El estilo celebratorio de morir restablece valores primitivos, transformando la defunción en una experiencia colectiva. Por otra parte, la rebeldía se lleva a sus últimas consecuencias, desafiando el cliché de la muerte digna: “Sin preocuparse de la dignidad que requiere cualquier cadáver, la gente se dejaba morir en las posturas más denigrantes”. Por eso el pensamiento oficial termina por abortar la experiencia a través de una irónica “misión con fines sanitarios” que, al no poder “desinfectar” la ciudad mediante un falso optimismo de “globitos hinchados, confetis afrodisíacos y bombas llenas de vitaminas”, deciden “abrasarla en una sola llama para evitar que cunda el miasma de la certidumbre de la muerte” (Ibíd.: 111) (14).

En definitiva, al igual que los surrealistas Girondo propone afrontar el dolor sin paliativo alguno, entendiendo que cuanto provoca temor o sufrimiento confirma la existencia, empujándonos a devorarla más allá de la razón o la costumbre.

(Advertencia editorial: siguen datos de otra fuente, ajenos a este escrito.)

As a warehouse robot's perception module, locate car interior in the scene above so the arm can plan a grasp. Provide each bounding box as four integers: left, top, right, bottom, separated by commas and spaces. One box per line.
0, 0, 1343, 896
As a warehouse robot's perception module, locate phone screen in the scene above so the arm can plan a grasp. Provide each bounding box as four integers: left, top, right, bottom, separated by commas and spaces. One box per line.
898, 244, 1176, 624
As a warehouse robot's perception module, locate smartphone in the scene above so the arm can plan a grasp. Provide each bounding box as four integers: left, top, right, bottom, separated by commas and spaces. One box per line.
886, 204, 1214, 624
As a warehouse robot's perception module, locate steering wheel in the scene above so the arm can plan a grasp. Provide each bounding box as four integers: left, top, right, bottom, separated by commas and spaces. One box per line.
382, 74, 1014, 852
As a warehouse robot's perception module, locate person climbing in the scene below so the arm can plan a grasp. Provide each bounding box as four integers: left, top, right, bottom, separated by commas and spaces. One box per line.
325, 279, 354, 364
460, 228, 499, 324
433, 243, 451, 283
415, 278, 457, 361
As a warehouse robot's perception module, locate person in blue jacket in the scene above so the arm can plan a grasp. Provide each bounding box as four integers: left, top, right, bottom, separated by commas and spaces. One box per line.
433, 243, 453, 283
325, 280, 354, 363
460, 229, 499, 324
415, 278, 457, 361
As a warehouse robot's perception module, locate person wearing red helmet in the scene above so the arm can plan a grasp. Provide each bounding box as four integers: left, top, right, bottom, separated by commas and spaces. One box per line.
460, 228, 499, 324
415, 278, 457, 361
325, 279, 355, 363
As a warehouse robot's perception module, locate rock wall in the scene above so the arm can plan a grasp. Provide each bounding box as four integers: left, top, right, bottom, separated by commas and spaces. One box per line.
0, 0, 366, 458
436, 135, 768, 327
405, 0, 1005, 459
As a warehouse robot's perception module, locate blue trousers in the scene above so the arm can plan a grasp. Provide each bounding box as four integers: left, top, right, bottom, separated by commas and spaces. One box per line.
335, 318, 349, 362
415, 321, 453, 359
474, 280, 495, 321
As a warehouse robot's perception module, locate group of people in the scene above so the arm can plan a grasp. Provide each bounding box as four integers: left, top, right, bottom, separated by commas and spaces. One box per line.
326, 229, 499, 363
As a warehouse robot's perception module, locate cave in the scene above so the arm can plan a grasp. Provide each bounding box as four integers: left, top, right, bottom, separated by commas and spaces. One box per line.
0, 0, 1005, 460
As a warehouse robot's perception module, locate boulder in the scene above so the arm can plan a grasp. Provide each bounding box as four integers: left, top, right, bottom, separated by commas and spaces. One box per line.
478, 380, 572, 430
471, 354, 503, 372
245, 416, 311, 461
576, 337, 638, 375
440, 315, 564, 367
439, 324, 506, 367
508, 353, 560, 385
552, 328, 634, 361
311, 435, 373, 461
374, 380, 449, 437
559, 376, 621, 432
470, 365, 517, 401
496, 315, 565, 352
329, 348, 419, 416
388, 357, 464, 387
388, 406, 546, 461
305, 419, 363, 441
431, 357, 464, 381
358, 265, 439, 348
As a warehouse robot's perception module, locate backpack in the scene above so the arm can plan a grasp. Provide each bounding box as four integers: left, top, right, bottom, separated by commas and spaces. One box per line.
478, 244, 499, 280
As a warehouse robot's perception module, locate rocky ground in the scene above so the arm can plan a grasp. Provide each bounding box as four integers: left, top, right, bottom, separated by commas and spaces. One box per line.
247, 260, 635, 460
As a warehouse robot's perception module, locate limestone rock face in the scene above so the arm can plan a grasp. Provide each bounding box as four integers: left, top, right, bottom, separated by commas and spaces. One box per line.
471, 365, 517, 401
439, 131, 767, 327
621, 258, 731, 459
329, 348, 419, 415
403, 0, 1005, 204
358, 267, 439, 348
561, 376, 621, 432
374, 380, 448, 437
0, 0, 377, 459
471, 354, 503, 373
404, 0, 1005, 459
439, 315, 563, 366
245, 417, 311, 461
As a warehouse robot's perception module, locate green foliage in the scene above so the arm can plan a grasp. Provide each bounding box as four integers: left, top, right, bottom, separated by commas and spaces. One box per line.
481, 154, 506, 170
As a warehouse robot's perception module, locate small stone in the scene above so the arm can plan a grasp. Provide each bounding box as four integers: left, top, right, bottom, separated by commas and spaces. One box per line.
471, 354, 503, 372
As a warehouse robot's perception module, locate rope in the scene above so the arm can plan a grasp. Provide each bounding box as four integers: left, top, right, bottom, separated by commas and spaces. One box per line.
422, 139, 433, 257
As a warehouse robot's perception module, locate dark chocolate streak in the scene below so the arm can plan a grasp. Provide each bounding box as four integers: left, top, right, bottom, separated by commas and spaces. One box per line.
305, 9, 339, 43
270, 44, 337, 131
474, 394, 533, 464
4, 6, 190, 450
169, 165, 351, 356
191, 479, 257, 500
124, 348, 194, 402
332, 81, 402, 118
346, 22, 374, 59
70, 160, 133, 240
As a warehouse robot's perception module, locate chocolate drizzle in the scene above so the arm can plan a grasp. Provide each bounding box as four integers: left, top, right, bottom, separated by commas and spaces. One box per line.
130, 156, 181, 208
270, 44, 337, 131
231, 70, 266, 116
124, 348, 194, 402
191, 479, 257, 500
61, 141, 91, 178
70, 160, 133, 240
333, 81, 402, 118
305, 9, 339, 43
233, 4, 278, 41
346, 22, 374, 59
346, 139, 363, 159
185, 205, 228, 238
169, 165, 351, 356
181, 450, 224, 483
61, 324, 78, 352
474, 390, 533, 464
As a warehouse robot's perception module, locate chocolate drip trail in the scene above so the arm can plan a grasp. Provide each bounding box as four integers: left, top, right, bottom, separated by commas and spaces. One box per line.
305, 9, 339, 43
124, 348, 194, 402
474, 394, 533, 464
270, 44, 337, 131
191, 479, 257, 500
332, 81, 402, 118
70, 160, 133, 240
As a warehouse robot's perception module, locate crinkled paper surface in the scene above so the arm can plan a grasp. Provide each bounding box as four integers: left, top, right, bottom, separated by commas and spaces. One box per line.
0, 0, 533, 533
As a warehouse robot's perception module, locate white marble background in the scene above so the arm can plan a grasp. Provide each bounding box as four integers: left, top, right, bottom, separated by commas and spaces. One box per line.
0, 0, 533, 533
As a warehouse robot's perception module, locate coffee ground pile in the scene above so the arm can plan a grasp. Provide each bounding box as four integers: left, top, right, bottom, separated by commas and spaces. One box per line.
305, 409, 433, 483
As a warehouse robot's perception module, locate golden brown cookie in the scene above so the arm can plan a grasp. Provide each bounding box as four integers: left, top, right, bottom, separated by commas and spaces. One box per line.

Por eso afirma en el fragmento 19:

Es bastante intranquilizador -sin duda alguna- comprobar que no existe ni una hectárea sobre la superficie de la tierra que no encubra cuatro docenas de cadáveres; pero de allí a considerarse una simple carnaza de microbios… a no concebir otra aspiración que la de recibirse de calavera… […] De ahí ese amor, esa gratitud enorme que siento por la vida, esas ganas de lamerla constantemente, esos ímpetus de postergación ante cualquier cosa… (Ibíd.: 102).

En esta misma línea destaca el texto 21, desiderátum invertido que nos invita a participar de toda transgresión, por insólita o dolorosa que resulte:

Que tu familia se divierta en deformarte el esqueleto, para que los espejos, al mirarte, se suiciden de repugnancia; que tu único entretenimiento consista en instalarte en la sala de espera de los dentistas, disfrazado de cocodrilo, y que te enamores tan locamente de una caja de hierro, que no puedas dejar, ni un solo instante, de lamerle la cerradura (Ibíd.: 107).

En fin, la llamada a la violencia se condensa en el texto 13 cuyo protagonista, convertido en patada, borra “de la faz de la tierra” toda manifestación burguesa: “Familias disueltas de una sola patada; cooperativas de consumo, fábricas de calzado; gente que no ha podido asegurarse, que ni siquiera tuvo tiempo de cambiarle el agua a las aceitunas… a los pececillos de color” (Ibíd.: 94). Este hablante energúmeno, agente de escándalo o cataclismo, resulta fundamental para comprender la dimensión fratricida de la obra. Ante todo, debemos considerar la dimensión simbólica del espantapájaros como precario simulacro de la persona humana, abocado a una misión marginal (15). Al identificarse con esta figura, el protagonista no se erige en mesías epocal y pude examinar el mito moderno del poeta-profeta con importantes dosis de ironía. Este afán ridiculizador se aprecia en el fragmento 10:

Ah, (…) el contento de comprobar que uno mismo es un peatón afrodisíaco, lleno de fuerza, de vitalidad, de seducción; lleno de sentimientos incandescentes, lleno de sexos indeformables (…). Bípedo implume, pero barbado, con una barba electrocutante, indescifrable. ¡Ciudadano genial -¡muchísimo más genial que ciudadano!- con ideas de embudo, ametralladoras, cascabel; con ideas que disponen de todos los vehículos existentes, desde la intuición a los zancos! (Ibíd.: 89).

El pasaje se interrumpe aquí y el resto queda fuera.